特に、当店のようなブラックブース内では、あるゆる小さな傷から研磨中に加圧した研磨による自身のキズがすぐに発覚してしまうため、初期テストの段階でどのコンパウンドがノーマル加圧の時点で、マッチしているかを探りながら決めていきます。

 

これらは、傷消し度合いのメニューによっても変わりますが、傷消しテストと同時に艶加減の表情がどのように変わっていくか?等も仕上げバリエーションの中で、初期研磨に対するアプローチを変えていくことがあります。
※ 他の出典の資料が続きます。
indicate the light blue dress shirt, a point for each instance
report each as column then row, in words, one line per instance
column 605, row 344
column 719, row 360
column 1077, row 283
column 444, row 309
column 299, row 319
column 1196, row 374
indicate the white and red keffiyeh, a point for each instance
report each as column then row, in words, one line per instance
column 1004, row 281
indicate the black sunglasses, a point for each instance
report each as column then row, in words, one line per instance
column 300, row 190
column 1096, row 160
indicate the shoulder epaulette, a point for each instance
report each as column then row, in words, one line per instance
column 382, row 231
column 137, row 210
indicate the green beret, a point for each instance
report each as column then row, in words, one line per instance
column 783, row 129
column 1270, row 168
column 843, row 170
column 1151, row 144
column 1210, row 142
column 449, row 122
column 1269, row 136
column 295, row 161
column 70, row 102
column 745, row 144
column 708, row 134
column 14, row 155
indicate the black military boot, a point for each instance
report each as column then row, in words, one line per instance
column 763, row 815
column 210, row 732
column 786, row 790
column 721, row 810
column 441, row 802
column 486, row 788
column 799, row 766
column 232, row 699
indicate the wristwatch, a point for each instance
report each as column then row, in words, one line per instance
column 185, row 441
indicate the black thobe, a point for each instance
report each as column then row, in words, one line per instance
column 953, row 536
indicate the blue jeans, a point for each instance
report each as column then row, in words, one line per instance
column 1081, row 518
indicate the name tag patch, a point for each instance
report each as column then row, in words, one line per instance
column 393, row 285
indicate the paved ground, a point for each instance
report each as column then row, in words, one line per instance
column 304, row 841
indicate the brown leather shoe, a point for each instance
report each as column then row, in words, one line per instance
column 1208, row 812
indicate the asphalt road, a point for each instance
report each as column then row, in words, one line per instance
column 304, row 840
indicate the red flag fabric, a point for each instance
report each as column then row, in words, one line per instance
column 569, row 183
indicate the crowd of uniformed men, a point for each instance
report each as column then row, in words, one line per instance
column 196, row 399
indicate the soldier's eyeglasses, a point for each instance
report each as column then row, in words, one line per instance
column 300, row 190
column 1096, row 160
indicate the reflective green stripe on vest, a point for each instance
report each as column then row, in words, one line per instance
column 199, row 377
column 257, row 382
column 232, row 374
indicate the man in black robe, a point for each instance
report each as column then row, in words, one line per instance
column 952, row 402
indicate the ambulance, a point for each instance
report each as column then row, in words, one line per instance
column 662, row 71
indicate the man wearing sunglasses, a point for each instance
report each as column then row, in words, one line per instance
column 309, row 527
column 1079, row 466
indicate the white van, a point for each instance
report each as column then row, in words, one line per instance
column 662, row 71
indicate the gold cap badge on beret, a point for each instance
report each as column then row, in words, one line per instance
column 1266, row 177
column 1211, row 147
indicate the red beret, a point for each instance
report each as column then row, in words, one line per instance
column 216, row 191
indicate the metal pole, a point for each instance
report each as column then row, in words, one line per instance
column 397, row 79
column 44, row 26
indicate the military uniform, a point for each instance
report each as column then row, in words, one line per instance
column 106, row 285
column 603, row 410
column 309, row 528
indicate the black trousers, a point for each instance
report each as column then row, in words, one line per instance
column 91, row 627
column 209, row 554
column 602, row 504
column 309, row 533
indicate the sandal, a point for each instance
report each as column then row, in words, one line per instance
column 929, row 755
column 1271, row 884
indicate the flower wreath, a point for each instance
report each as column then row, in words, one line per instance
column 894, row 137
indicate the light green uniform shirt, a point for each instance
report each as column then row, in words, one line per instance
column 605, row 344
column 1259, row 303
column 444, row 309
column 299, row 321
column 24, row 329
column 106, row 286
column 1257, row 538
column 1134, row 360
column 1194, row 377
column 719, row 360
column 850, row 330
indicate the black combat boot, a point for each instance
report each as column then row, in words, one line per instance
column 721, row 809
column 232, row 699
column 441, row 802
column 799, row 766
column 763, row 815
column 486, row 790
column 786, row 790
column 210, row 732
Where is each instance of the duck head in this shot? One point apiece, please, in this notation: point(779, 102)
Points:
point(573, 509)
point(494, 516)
これらの最初の手順で、加圧も加える事もあるのですが、どのようなイメージで仕上がりをするか?は、この時点から始まっています。

初期研磨後

今回のローレルに関しては、水垢等が深く染み付いており、その箇所へは「サンディング」というペーパーがけを行いました。
※深いクレーターは、研磨では限界があるため。
通常は、余程でなければ行う事はありませんが、今回はお客様の要望に答え、数工程入れたサンディング作業を施しております。上記写真のような、1工程目で大切な事は、目的の傷消しを達成するです。
そして、2つ目は1工程目の艶加減と質が、今回の完成後メニューにこの時点で達成しているかです。特に、サンディング箇所や深い傷消しを行った場合、周りとのトーンが変わってしまうため、1工程目では調整もある程度行っています。
次に水溶液樹脂コートを塗り込み作業が入り、一気に艶ともに鮮明度を上げていきます。
今回は、VA-O5iという樹脂コートを使用しました。